Parents et enfants face au poker
L’une des institutions journalistiques les plus considérées en Amérique, le magazine Time, a récemment publié un article s’intéressant aux jeunes joueurs de poker aux Etats-Unis. Outre Atlantique, les World Series of Poker 2006 ont été regardé par plus d’un million de téléspectateurs sur la chaîne américaine ESPN. Et le jeu devient une activité omniprésente pour la jeunesse, surtout chez les garçons.
Au point que certains parents organisent pour leurs enfants des parties de poker. Les lycées s’y mettent également lorsque le poker n’est pas interdit dans l’Etat. Pour empêcher les élèves de participer à des fêtes où l’alcool coule à flot, ils emmènent leurs élèves munis d’argent fictif pour des sorties nocturnes dans les casinos.
Pourquoi encourager les jeunes gens à s’intéresser aux jeux d’argent ? C’est la question que se pose le magazine Time.
Dans un article daté du 2 octobre 2006 intitulé «Parents For Poker», le journaliste Nathan Thornburg montre le succès grandissant du poker auprès des jeunes américains et raconte l’histoire d’un couple de la banlieue de Los Angeles qui ont cette particularité d’encourager leur fils Ryan, 16 ans, à jouer au poker pour de l’argent réel avec ses amis.
Leur logique : au delà du simple fait de jouer au poker, le jeu lui enseigne diverses choses de la vie, comme la gestion des risques et l’anticipation des coups des adversaires à la table.
Alors qu’il joue, leur fils apprend également selon le magazine diverses notions importantes telles que les mathématiques, la logique et développe ses talents d’observation. Par ailleurs, les parents sont rassurés de savoir où se trouve leur fils et que ses dépenses au poker (des parties à cinq dollars) restent relativement faibles par rapport aux autres activités auxquelles il pourrait s’atteler.
L’approche de ces parents est conforté par un livre écrit en 1944, « Theory of Games and Economic Behavior » (« Théorie du jeu et du comportement économique »), de John von Neumann et Oskar Morgenstern. L’article cite également un article tiré de la revue juridique « Law Review » rapprochant le poker d’autres jeux dans l’histoire comme les joutes donnant aux jeunes hommes le goût de « combattre ».
L’islam, une religion qui interdit les jeux d’argent, avait fait selon l’auteur une exception pour les paris sur les courses de chevaux car ils incitaient les jeunes à devenir de bons cavaliers et de bons combattants. Ce dernier article a été écrit par Thomas M. Cooley, un avocat défenseur des casinos en ligne et live.

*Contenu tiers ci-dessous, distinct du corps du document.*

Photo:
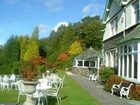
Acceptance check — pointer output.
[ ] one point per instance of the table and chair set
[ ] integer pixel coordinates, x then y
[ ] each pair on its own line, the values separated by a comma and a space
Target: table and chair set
48, 86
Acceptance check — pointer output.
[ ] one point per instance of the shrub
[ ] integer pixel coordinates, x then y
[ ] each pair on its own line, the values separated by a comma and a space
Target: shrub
105, 72
113, 79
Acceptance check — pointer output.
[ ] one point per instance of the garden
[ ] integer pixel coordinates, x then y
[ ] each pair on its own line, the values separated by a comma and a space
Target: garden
71, 94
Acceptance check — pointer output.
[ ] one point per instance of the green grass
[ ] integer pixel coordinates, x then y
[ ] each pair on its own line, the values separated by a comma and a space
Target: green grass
71, 94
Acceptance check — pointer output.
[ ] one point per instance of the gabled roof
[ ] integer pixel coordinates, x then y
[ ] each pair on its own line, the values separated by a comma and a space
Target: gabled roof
108, 6
89, 52
132, 35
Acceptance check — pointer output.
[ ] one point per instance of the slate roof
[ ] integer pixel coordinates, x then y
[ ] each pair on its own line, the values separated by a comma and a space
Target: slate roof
131, 36
86, 54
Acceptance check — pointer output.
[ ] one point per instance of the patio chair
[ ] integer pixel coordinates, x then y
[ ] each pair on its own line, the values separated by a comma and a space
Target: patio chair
5, 82
62, 81
125, 90
21, 89
13, 81
39, 97
116, 88
54, 92
93, 77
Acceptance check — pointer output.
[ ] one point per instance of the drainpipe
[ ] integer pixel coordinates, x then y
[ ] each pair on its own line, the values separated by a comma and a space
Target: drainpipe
124, 25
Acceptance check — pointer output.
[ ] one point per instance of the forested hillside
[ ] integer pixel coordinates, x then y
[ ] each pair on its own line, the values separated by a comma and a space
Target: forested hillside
58, 50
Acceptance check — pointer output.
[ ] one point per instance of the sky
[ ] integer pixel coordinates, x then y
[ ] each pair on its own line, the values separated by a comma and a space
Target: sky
20, 17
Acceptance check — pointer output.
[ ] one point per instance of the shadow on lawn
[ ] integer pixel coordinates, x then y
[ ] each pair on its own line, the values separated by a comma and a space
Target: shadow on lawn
53, 101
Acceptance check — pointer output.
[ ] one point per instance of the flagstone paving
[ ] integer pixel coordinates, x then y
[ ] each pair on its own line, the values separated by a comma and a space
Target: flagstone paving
96, 90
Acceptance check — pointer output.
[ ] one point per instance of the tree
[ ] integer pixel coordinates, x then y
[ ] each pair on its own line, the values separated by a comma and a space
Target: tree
33, 45
12, 49
75, 48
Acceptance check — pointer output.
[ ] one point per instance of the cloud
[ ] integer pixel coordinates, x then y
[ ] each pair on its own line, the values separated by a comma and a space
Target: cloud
59, 24
54, 5
43, 28
12, 2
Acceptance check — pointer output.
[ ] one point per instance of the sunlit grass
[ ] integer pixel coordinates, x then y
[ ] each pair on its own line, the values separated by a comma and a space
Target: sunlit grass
71, 94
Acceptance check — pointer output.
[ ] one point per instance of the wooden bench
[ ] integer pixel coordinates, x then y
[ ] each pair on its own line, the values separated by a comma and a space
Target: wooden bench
121, 89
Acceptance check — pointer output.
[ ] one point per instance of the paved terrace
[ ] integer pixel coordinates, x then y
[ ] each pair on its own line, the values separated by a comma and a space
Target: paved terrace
96, 90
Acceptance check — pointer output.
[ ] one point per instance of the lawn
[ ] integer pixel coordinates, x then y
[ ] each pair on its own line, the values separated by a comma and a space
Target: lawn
71, 94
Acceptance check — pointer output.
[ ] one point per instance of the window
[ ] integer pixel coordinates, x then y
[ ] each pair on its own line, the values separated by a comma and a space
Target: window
80, 63
130, 65
136, 11
128, 60
135, 65
86, 63
114, 25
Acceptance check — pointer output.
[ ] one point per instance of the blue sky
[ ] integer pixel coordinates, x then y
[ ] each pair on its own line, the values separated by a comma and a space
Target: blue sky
20, 17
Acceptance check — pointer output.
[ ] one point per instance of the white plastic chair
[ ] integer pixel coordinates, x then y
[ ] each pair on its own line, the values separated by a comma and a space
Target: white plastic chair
21, 89
125, 91
54, 92
5, 82
13, 81
62, 80
40, 97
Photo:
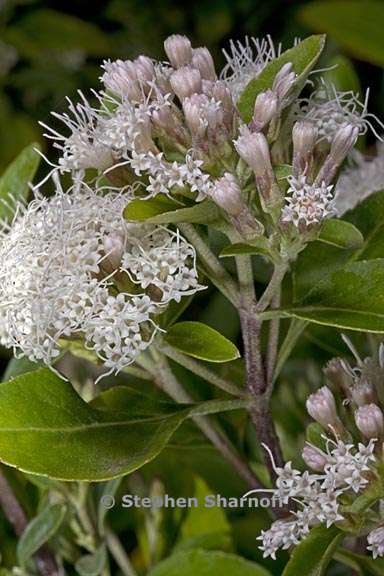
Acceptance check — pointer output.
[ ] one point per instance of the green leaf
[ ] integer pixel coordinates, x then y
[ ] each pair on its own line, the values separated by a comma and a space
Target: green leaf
258, 246
39, 33
319, 260
47, 429
355, 24
202, 519
207, 563
161, 210
92, 564
313, 555
363, 564
201, 341
39, 531
350, 298
303, 57
342, 74
14, 182
340, 234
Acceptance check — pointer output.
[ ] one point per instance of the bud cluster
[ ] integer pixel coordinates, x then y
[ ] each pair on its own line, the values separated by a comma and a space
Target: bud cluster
342, 464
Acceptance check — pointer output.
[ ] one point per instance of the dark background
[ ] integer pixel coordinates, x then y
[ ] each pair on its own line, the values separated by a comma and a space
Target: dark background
50, 49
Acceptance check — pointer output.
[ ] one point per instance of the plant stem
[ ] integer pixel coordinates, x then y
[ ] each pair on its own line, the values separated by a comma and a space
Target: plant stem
256, 379
273, 287
214, 269
201, 370
119, 554
166, 380
273, 343
16, 516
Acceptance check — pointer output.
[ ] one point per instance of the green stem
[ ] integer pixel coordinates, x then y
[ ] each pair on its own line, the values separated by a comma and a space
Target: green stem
119, 554
256, 378
273, 343
213, 268
166, 380
273, 287
295, 330
201, 370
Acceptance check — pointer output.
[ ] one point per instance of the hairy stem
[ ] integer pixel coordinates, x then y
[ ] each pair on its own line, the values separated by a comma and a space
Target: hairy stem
273, 343
256, 378
201, 370
212, 266
166, 380
16, 516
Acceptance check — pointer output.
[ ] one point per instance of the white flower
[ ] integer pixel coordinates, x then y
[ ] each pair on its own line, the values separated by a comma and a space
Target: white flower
317, 495
307, 204
361, 179
83, 148
245, 61
329, 110
376, 542
58, 264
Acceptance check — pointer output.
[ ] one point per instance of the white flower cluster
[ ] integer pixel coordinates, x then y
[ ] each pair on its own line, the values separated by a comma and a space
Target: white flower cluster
359, 180
345, 469
329, 110
307, 204
174, 127
71, 267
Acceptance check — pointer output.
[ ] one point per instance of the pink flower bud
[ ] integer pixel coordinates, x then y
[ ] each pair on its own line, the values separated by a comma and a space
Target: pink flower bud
370, 421
203, 61
304, 136
178, 48
322, 407
186, 81
314, 457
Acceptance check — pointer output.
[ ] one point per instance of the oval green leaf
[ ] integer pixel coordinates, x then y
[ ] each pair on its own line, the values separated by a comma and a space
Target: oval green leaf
350, 298
92, 564
14, 182
303, 57
39, 531
355, 24
47, 429
201, 341
340, 234
259, 246
207, 563
313, 555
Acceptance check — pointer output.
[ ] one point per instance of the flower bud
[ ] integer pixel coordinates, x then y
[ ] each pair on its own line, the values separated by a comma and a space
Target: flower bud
344, 140
314, 457
192, 107
376, 542
363, 392
145, 69
265, 109
370, 421
178, 48
227, 194
186, 81
284, 81
254, 150
322, 407
120, 77
114, 249
304, 136
203, 61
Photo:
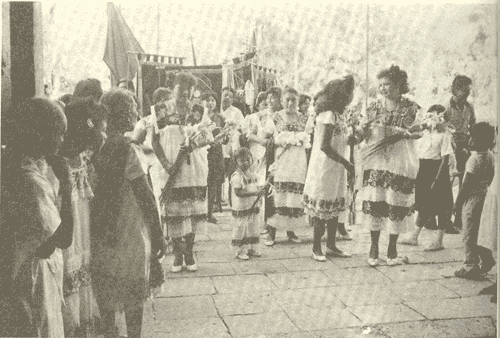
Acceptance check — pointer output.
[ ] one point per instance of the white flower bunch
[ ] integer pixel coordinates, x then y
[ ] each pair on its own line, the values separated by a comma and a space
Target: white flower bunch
300, 139
273, 167
433, 121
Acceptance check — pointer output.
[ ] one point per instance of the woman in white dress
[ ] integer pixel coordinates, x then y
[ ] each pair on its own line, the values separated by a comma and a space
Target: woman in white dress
86, 134
258, 139
390, 164
186, 205
291, 169
125, 230
325, 189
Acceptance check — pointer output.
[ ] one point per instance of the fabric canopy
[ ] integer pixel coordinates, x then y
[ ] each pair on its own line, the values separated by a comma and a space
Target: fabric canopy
121, 46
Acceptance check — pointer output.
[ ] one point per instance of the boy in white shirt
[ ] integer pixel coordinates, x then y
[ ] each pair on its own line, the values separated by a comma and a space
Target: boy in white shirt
433, 191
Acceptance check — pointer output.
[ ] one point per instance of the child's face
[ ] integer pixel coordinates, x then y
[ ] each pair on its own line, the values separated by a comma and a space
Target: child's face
320, 104
244, 162
289, 102
101, 136
197, 116
210, 103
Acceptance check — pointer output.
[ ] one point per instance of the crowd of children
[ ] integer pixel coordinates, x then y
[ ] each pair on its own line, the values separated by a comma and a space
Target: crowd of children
91, 193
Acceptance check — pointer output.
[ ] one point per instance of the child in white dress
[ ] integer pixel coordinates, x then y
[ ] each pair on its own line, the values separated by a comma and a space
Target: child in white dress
325, 188
245, 191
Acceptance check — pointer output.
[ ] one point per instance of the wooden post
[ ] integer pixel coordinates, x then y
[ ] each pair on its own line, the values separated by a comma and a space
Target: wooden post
140, 94
26, 50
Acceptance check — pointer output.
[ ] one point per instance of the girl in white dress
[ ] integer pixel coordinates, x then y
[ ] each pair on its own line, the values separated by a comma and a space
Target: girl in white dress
258, 139
246, 190
125, 230
390, 164
291, 168
86, 134
326, 184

L’article présente également les deux faces du problème touchant au poker. Le côté négatif du poker est également mis en exergue par le Time. Thornburg rappelle la récente condamnation d’un étudiant de l’université de Lehigh, située au nord de Philadelphie, après qu’il ait dévalisé une banque pour pouvoir payer ses dettes contractée aux jeux online. L’article cite également les études de quelques organismes importantes. Selon l’article, la récente convention du « National Council of Problem Gaming » (« Conseil national sur les problèmes liés aux jeux d’argent ») s’est longuement focalisée sur la problématique des jeunes personnes face aux jeux d’argent. Jeffrey Deverensky, co-directeur de la « Youth Gambling Research Clinic » à l’université canadienne McGill (Québec, Montréal) est intervenu lors de cette convention. Il a présenté les nombreux problèmes découlant du poker et comment la publicité sur les jeux, omniprésente sur certaines chaînes américaines cablées visant la jeunesse, cherche à attirer ces jeunes gens.
Deverensky ne va cependant pas jusqu’à vouloir bannir le poker. Il propose plutôt des méthodes d’éducation plus solides pour les adolescents. Ces méthodes leur apprendront les probabilités du jeu à long terme plutôt qu’une interdiction totale de l’activité ou bien une abstinence. L’article présente également le programme d’aide face aux problèmes nés du jeu que l’Etat du New Jersey a développé notamment pour les étudiants (d’autres Etats en Amérique ont fait de même). Il reste que les problèmes liés à la grossesse des très jeunes femmes, à la consommation de drogues et d’alcool constituent une priorité bien plus importante pour les Etats.
Thornburg et le Time Magazine doivent être remercié d’avoir traité un sujet aussi délicat. Tandis que l’article laisse le lecteur se faire une opinion sur le dilemme des jeunes jouant au poker, les parents y trouveront peut être des informations utiles face à leurs angoisses.